その少年を不思議そうな顔をして隊士たちは通り過ぎていきました。
だめだ、このままでは彼の時の二の舞を踏んでしまう。
「こっちに来い、人の子」
「わっ私、今ダメなんですっ!!」
そう思った私は、少年の腕を引いて連れ出そうとしたのですが。
「千鶴ちゃん、1人で何しているの?」
・・一瞬、周りの時間が止まったかのように錯覚しました。
「あ、沖田さん。
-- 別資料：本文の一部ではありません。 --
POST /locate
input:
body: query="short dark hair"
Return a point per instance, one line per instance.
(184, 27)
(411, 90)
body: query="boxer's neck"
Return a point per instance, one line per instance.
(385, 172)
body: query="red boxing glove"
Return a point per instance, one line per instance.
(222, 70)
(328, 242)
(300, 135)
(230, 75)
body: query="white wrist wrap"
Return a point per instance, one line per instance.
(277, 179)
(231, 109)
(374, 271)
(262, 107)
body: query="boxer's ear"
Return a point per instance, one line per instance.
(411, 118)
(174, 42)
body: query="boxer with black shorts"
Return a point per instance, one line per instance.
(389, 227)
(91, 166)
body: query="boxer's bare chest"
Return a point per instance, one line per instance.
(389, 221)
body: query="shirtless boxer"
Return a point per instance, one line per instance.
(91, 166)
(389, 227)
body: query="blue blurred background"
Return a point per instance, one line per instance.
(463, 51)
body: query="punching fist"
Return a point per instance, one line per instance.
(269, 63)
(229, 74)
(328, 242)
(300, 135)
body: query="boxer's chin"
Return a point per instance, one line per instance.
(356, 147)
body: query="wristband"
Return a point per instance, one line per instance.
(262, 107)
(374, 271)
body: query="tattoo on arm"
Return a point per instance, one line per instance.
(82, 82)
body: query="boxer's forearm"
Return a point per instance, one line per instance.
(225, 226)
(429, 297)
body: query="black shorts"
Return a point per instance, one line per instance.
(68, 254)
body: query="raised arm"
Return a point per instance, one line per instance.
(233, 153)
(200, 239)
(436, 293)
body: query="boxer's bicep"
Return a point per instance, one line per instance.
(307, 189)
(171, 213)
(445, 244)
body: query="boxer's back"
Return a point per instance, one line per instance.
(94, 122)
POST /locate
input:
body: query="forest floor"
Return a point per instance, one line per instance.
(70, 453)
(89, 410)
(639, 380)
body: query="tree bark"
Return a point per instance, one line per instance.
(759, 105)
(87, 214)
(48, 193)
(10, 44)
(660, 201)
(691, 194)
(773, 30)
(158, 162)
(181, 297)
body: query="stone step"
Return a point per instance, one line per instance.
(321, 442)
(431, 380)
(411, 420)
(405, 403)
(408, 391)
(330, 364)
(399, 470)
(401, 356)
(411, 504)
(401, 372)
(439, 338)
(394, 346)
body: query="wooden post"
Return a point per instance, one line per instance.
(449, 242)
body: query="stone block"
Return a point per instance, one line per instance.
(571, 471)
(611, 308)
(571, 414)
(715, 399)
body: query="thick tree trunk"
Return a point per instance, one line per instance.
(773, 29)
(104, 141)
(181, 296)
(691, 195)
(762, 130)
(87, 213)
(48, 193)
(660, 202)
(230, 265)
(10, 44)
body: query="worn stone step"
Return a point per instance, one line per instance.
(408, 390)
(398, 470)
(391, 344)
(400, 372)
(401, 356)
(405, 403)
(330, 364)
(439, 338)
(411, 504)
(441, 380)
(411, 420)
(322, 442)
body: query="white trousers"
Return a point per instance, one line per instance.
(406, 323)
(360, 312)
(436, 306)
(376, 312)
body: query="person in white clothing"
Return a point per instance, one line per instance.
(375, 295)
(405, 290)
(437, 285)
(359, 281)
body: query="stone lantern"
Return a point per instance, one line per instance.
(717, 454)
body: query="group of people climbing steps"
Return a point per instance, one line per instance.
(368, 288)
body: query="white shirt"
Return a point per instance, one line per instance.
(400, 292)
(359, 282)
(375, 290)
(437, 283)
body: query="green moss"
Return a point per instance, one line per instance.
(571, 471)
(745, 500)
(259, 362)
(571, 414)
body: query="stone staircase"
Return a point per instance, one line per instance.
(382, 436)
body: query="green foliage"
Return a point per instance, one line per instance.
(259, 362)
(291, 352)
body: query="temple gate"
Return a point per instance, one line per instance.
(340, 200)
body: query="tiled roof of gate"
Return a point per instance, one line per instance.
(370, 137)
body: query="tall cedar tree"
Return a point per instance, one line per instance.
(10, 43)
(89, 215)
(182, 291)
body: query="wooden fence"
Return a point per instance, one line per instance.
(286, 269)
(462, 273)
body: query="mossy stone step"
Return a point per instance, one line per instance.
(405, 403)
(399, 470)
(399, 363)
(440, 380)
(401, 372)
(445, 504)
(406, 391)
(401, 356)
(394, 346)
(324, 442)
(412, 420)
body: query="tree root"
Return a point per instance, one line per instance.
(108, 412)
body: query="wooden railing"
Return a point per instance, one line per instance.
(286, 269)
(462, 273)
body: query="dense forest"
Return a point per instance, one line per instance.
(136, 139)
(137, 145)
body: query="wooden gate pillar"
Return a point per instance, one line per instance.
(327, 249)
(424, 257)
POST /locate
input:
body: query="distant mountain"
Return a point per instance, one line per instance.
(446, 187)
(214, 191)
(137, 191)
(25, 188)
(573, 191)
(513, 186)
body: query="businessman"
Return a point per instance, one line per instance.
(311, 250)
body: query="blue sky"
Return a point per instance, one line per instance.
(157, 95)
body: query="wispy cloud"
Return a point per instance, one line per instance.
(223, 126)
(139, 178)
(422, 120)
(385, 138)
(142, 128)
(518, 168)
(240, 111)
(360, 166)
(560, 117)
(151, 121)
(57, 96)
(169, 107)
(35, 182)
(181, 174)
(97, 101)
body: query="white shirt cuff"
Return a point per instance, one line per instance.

今、隊士の方を尋ねてきた女の子がいるんですけど」
千鶴と呼ばれた少年が私と彼を代わる代わる見つめながら言いました。
沖田と呼ばれた彼も、私の方向をじっと見つめています。
久しぶりに見た彼は、背がとても高くなっていて、反対に声は低くなっていて。
それに対して、妖の私はいつまで経っても子供のままで。
・・ああ、人の子と妖の私の流れている時間はちがうのだと、悟りました。
「ああっ!ちょっと・・」
後ろから、少年の声が聞こえてきます。
でも私は構わずに走り続けました。
「また、来てもいいだろうか」
「大丈夫、今度はもう迷惑かけない」
いつの間にか、雨が降り出していました。